By Omar Hasan in Kuwait City
KUWAIT'S public prosecutor has called for the death penalty for an Australian man and 33 other suspected al-Qaeda-linked Islamic militants accused of involvement in deadly clashes with police.
The request for death sentences against the militants, including Australian Talal Adrey, was made in the charge sheet at the trial, which opened in May and resumed yesterday amid tight security.
Most of the suspects are accused of involvement in four gunbattles with Kuwaiti security forces in January that left four police officers dead and 10 others wounded.
Eight militants were killed in the fighting, while Amer Khlaif al-Enezi, the alleged leader of the group, known as the "Peninsula Lions Brigade" and believed to be linked to Saudi militants and Osama bin Laden's al-Qaeda terrorist network, died in police detention eight days after his arrest in January.
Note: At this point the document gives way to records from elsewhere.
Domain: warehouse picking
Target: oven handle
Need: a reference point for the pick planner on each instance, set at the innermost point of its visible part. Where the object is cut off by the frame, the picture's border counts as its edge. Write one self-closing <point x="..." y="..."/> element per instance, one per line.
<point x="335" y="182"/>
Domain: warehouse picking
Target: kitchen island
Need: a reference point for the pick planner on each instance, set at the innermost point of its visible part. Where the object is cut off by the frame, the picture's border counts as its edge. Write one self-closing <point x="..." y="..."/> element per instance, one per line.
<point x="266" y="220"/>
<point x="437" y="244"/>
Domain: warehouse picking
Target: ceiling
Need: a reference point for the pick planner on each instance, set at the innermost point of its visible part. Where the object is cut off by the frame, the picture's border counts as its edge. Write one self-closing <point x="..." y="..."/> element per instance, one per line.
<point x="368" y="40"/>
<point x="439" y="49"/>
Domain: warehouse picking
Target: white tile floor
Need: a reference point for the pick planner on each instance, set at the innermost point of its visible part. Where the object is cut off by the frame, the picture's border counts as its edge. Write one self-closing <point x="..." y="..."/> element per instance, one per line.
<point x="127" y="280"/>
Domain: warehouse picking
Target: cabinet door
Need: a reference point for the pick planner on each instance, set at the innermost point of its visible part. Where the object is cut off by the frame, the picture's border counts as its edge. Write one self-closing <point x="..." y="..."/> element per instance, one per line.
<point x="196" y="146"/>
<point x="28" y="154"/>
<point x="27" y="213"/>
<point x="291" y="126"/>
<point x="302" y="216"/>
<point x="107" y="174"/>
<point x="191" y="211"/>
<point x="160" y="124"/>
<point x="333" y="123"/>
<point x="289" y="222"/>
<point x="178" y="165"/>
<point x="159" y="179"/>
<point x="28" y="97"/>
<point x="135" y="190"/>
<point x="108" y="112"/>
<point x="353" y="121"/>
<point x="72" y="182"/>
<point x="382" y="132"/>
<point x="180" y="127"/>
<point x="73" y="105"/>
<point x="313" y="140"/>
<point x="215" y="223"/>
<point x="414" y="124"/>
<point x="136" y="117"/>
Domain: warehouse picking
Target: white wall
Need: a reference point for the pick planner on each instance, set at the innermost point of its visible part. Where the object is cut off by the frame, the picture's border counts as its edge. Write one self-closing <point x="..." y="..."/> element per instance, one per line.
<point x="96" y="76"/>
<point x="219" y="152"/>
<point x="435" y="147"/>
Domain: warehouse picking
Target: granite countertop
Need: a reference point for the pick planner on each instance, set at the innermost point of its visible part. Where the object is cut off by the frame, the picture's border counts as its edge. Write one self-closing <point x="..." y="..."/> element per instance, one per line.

Among the charges are joining an illegal extremist group, carrying out terrorist acts, participating in the killing of several policemen and plotting to attack US forces and citizens in the oil-rich Gulf emirate.
Three other suspects who
do not face the death penalty are charged with assisting or hiding other militants.
The Australian man said he was interrogated by two English-speaking people pretending to be Australian intelligence agents.
But he said that an Australian embassy official, who was present in court yesterday, had later told him that no Australians had interrogated him.
Mr Adrey said he believed the interrogators were Americans. He claimed they asked him to work as an informer in Iraq.
Following a two-hour hearing and six hours of deliberations by court officials yesterday, judge Hani al-Hamdan ordered the release of three suspects, Nuha al-Enezi, Nuri Mutashar Mudallal and Nasser Ali al-Oteibi, on $US1000 ($1300) bail each, but barred them from leaving Kuwait.
He also ordered suspects to be medically examined and set June 25 for the next hearing.
Mr Mudallal, 30, is one of seven bidoon, or stateless Arabs, in the group. Twenty-five defendants are Kuwaitis, two are from Jordan and there is one defendant each from Australia, Saudi Arabia and Somalia.
Twenty-two of the suspects were present in the court's metal cage. Dressed in prison uniform, the bearded men were chained at their ankles and guarded by masked members of Kuwaiti special forces.
All the suspects present denied the charges against them. Several claimed they were tortured during detention and that their confessions were extracted by force.
One suspect said three toenails were ripped off.
Another said he was forced to make false confessions after officials threatened to rape his wife who was under temporary detention.
Defence lawyers demanded that the suspects be examined by forensic experts over the torture allegations.